Head of the EU Delegation to Russia, Vygaudas Usackas.
The recent Gaidar Forum held in Moscow recently saw Russian and EU participants criticize policies of their respective capitals. Both accused each other of being unreceptive to the interests of their counterparts and acrimony prevailed despite assurances by both sides that they sought to cooperate.
A rash of mutual accusations tainted a panel discussion at the Gaidar Forum between Russian and European Union officials.
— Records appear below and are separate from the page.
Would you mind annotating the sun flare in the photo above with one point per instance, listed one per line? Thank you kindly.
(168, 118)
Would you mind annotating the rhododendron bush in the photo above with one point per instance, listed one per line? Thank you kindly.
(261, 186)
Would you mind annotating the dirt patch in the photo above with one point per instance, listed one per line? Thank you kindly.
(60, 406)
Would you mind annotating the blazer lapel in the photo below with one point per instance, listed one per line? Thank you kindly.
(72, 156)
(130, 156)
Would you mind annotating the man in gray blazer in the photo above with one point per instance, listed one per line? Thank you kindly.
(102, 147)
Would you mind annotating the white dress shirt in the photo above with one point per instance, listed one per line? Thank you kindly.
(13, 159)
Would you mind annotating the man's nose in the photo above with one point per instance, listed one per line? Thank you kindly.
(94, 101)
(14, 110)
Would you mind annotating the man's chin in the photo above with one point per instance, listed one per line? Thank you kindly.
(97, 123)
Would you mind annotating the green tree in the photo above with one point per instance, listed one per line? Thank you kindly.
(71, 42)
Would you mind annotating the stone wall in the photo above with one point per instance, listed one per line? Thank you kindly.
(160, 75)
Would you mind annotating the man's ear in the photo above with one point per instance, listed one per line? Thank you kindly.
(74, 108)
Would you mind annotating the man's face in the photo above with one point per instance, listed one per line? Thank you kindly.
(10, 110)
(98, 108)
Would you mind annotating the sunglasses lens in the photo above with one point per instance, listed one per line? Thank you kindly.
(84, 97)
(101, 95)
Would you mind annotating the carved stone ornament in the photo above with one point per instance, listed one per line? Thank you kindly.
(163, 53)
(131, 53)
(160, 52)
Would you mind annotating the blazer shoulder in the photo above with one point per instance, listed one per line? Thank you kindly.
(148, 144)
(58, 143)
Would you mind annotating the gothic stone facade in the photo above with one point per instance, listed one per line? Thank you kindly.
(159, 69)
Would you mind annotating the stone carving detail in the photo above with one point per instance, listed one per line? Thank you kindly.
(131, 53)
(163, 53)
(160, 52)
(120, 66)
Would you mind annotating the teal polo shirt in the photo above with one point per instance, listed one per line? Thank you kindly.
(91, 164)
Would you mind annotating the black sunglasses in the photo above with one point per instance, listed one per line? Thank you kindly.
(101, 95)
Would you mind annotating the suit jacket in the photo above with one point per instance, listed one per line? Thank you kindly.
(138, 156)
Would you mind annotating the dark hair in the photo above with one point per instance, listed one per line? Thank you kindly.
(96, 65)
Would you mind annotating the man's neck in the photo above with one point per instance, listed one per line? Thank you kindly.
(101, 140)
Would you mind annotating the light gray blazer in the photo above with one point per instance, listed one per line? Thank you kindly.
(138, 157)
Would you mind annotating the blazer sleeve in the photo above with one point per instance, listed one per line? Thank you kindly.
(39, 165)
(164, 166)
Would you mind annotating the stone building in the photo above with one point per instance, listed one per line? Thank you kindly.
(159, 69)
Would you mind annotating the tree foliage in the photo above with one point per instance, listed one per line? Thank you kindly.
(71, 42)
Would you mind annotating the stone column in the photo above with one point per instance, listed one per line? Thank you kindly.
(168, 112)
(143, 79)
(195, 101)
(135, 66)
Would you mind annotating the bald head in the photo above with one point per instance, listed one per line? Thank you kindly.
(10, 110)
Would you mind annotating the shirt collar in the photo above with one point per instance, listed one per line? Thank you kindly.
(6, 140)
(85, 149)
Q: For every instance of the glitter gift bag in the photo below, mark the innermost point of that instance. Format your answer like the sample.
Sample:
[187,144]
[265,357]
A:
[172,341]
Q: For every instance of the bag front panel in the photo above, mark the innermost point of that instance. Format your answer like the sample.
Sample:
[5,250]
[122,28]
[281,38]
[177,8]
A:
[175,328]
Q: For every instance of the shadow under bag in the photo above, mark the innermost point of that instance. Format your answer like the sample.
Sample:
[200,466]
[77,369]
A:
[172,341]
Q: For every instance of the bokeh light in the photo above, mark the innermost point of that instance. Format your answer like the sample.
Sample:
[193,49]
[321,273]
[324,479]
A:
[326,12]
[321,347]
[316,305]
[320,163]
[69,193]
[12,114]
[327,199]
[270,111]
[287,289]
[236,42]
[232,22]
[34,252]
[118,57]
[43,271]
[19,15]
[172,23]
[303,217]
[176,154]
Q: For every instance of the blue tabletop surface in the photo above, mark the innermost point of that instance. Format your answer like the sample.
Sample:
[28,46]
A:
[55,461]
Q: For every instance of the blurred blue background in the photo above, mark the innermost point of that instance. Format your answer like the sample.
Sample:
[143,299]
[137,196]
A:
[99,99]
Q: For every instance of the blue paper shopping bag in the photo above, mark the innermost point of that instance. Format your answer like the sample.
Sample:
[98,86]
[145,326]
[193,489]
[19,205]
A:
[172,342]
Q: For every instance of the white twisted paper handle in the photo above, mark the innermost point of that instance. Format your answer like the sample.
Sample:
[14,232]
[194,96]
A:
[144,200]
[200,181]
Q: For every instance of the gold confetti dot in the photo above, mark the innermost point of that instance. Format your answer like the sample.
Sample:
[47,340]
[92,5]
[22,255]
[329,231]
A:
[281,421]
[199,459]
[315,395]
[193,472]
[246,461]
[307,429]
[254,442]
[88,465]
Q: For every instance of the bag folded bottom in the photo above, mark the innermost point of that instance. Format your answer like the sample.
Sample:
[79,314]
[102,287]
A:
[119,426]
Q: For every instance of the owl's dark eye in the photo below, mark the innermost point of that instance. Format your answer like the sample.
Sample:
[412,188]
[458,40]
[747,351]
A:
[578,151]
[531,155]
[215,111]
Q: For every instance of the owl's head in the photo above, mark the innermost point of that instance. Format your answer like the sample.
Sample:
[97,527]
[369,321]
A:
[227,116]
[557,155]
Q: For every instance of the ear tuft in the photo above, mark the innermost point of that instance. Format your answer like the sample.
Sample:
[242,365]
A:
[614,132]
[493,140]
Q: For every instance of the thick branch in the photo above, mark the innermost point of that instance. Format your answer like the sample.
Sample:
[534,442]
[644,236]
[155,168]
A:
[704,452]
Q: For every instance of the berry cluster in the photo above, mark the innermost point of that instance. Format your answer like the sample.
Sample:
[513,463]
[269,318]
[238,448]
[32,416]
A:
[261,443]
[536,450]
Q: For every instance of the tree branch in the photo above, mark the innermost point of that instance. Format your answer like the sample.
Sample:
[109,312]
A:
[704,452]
Russian participants cited economic sanctions and political conditionality as impediments for constructive trade relations between Moscow and Brussels.
“Political conditions are primarily being imposed on us,” said Anatoly Yanovsky, Russian deputy minister of energy. “We must decide if equal trade and economic partnership is possible between participants; one of which puts such conditions forward.”
Vladimir Salamatov of the Russian Chamber of Commerce and Industry suggested that Gunnar Wiegand, the European external action service director for Russia, Eastern Partnership, Central Asia, Regional Cooperation and OSCE, practically “refused to listen” to the Russian envoy when the former touched upon technical regulations of Ukraine’s trade with the Russia-led Eurasian Customs Union.
Political tensions have diminished the trust of Russian exporters to EU clients, speakers said. “I must admit that the number of requests the Russian business community makes to insure exports to Europe has increased exponentially,” said Pyotr Fradkov, general director of the Russian Export Centre.
The inadequately fulfilled Minsk Accords and the controversy surrounding Crimea makes up the bulk of the EU’s discontent with Moscow. The EU refuses to recognize Crimea as part of Russia and has adjusted its trade and investment policies towards Moscow accordingly.
Russia’s Ukraine policy makes the EU implement measures that negatively affect trade between Moscow and Brussels, opined Vygaudas Ušackas, head of the EU’s delegation to Russia. Exports from Russia to the EU have diminished by 37.7 percent since 2014, said Alexei Likhachev, first deputy minister of economic development of Russia.
“The road from Vladivostok to Lisbon goes through Kiev,” said Ušackas, while Likhachev referred to Minsk as the primary route to Europe for Russia.
Moscow’s decision to introduce counter-sanctions undermined the Russia-led Eurasian Economic Union (EAEU), according to Ušackas. The diplomat questioned Russia’s ability to combine its import-substitution policies with WTO and EAEU obligations.
“In relations between the EU and Russia we have the reserves, desire and will, but we also need a shared vision and naturally – mutual trust,” said Ušackas. “Unfortunately, we do not have a shared vision yet and trust is severely damaged.”
Hope for a brighter future
Rhetorical battles notwithstanding, the speakers acknowledged the need to promote dialogue between Moscow and Brussels, including in the trade and energy sectors. The EU remains Russia’s main trade partner in spite of the economic sanctions and a recent decline in bilateral trade.
Russia still exports up to 70 percent of its hydrocarbons to the EU. Moscow and Brussels continue cooperation in the spheres of education and product safety standards. “We have not reached the point of no return with the EU,” added Likhachev.
According to the speakers the Russian business community is interested in normalizing relations between Moscow and Brussels and keeps working with its EU partners.
“A barrier-free and comfortable business environment will eventually be designed,” said Likachev. “The question is which generation of politicians will fulfill these expectations. I personally would not want to us to delegate such important problems to anybody.”
The Gaidar Forum is an annual platform for officials, analysts and business elites to discuss Russia’s role in the world. The forum was held in Moscow at the Russian Presidential Academy of National Economy and Public Administration from January 13-15.